Je suis en train de me créer un raccourci pour automatiser des tâches et me faciliter la vie.

*Partie 1)*
J’ai un dossier "Applications & données", avec à l’intérieur d’autres sous-dossiers.

2.2.1 - App Store
2.2.2 - Setapp (Désolé cela crée un lien sur le forum qui redirige vers le site Setapp, et pourtant je n'ai pas mis d'hypertexte)
2.2.3 - Apps tierces
2.2.4 - Quelque chose
2.2.5 - Apps internes
2.2.6 - Préférences Système

À l’intérieur de ceux-ci se trouvent les dossiers de chaque application sous cette nomenclature.

2.2.3.10 - Firefox
2.2.3.1 - TeamViewer
2.2.3.2 - VLC
2.2.3.3 - AirVideoHD
2.2.3.4 - BlackHole
2.2.3.5 - Ccleaner
2.2.3.6 - Resolutionator
2.2.3.7 - WhatsApp
2.2.3.8 - Brave
2.2.3.9 - Chrome

Je ne les ai pas tous mis mais c’est pour l’exemple.

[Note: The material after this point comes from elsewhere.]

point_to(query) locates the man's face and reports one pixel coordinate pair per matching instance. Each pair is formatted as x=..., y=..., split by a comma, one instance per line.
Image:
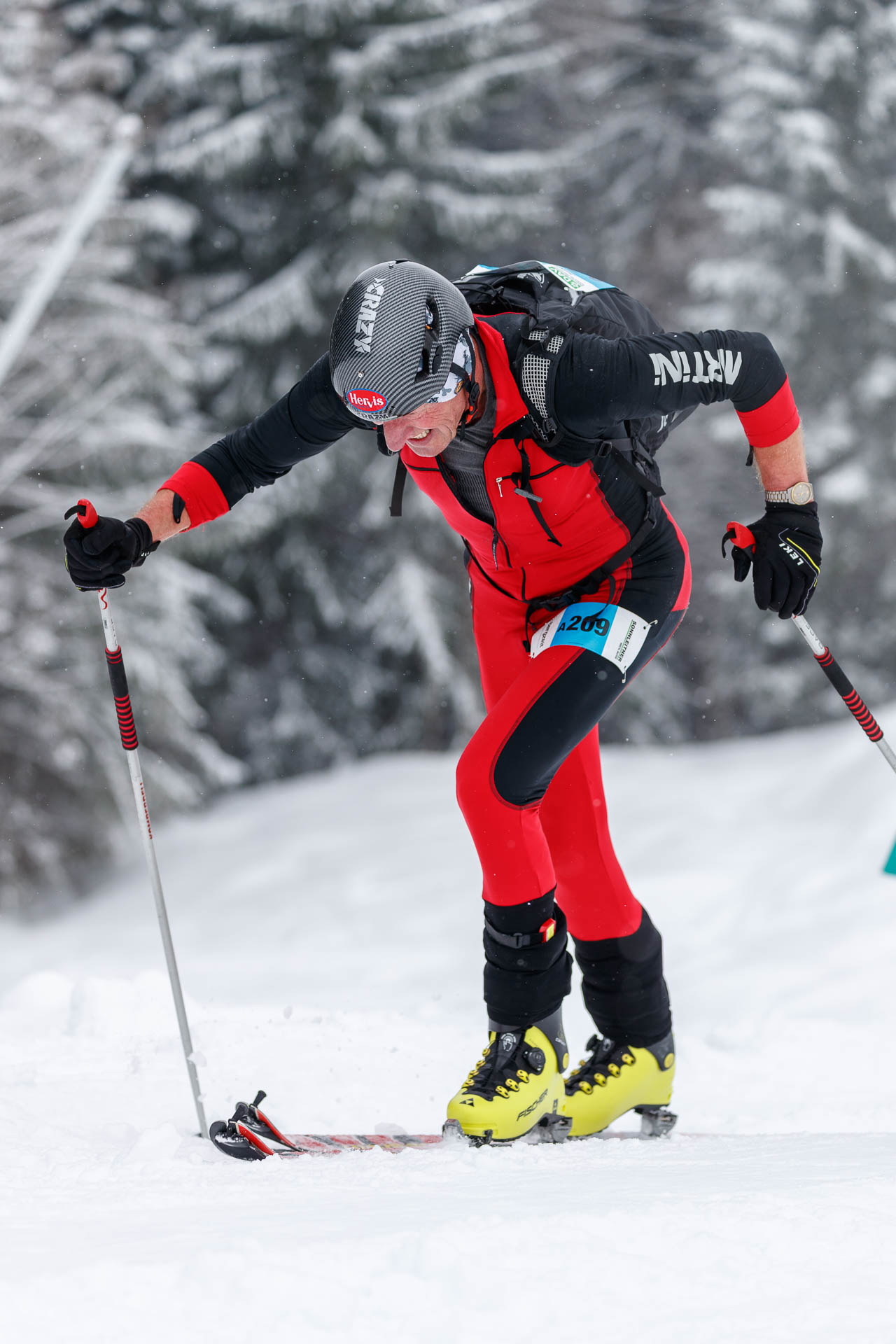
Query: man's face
x=429, y=429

Je souhaite que mon raccourci puisse me créer un nouveau dossier avec la bonne nomenclature.

Au début, il me pose la question "Quel est le nom de la nouvelle application ?" puis " Dans quel dossier ?", puis il doit arriver à analyser la nomenclature et créer une suite.

Pour l'exemple : À la première question je réponds "Test forum macg", puis à la question numéro 2 je choisi parmi les 6 choix "2.2.3 - Apps tierces".

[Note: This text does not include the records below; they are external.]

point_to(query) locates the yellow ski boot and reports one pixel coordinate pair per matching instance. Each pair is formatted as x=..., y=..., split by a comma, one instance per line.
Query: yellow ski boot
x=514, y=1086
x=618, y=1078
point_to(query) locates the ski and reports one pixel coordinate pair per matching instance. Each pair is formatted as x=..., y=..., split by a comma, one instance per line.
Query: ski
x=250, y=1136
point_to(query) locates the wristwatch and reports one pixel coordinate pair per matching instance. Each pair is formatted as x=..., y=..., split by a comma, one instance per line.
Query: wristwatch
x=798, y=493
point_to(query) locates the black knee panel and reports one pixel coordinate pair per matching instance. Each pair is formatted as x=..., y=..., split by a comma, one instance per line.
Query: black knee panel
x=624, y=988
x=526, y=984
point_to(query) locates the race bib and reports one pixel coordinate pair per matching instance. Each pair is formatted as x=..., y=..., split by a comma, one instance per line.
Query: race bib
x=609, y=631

Si le dernier sous-dossier, du dossier "2.2.3 - Apps tierces" s’appelle "2.2.3.9 - Chrome" alors le nouveau dossier doit s’appeler "2.2.3.10 - Test forum macg".

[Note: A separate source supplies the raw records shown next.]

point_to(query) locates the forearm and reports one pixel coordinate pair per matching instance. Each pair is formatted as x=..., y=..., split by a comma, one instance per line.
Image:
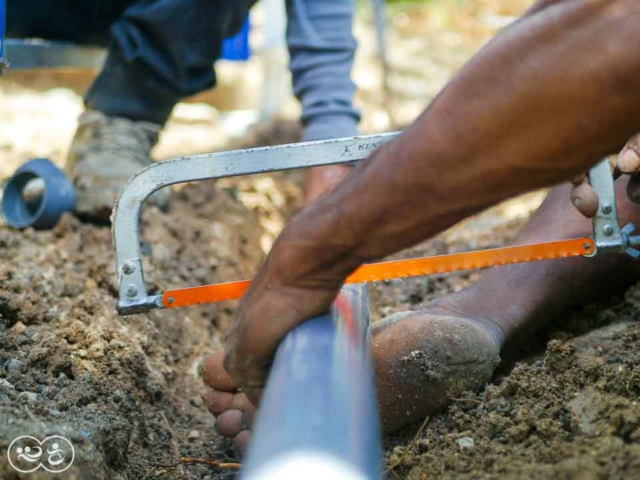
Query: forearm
x=322, y=48
x=543, y=102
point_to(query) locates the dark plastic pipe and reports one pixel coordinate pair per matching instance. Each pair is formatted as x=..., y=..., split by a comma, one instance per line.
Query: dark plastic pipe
x=57, y=197
x=319, y=416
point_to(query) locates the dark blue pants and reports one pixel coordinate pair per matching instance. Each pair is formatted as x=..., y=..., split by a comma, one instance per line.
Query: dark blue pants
x=160, y=51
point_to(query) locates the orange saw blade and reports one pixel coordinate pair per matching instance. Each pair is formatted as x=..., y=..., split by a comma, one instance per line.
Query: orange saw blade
x=403, y=268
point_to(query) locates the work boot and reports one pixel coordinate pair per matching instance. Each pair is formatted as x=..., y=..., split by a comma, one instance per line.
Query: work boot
x=105, y=153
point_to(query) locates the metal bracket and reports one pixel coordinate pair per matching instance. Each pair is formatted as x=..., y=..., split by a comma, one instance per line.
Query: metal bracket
x=133, y=296
x=606, y=228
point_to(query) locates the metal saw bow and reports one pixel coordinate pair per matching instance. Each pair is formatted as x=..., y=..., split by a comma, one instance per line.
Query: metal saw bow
x=133, y=297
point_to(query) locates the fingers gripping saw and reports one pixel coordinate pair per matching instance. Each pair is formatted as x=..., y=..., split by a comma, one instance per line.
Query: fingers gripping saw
x=134, y=298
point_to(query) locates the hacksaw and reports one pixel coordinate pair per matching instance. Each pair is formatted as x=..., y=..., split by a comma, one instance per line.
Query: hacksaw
x=133, y=296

Il faudrait qu’il puisse analyser après les 6 premiers caractères (CAD à partir de 2.2.3.), et à partir des 6 premiers, analyser jusqu’à maximum 3 caractères (car avec le temps je peux cumuler les dossiers et avoir des centaines de dossiers).

Ensuite, me demander quels fichiers rajouter dans ce dossier.


*Partie 2) *
Je tiens aussi un PDF que je crée avec Pages, dans de PDF je liste les dossiers et sous dossier, avec quelques infos comme le lien ou je l’ai téléchargé, et s’il dispose d’une licence.

J’aimerais qu’il me rajoute la ligne "2.2.1.11 - Test forum macg" avec les questions "Quel est le lien du site" + "Infos à rajouter" si je dois mettre du texte en plus.







Merci pour votre précieuse aide !


----------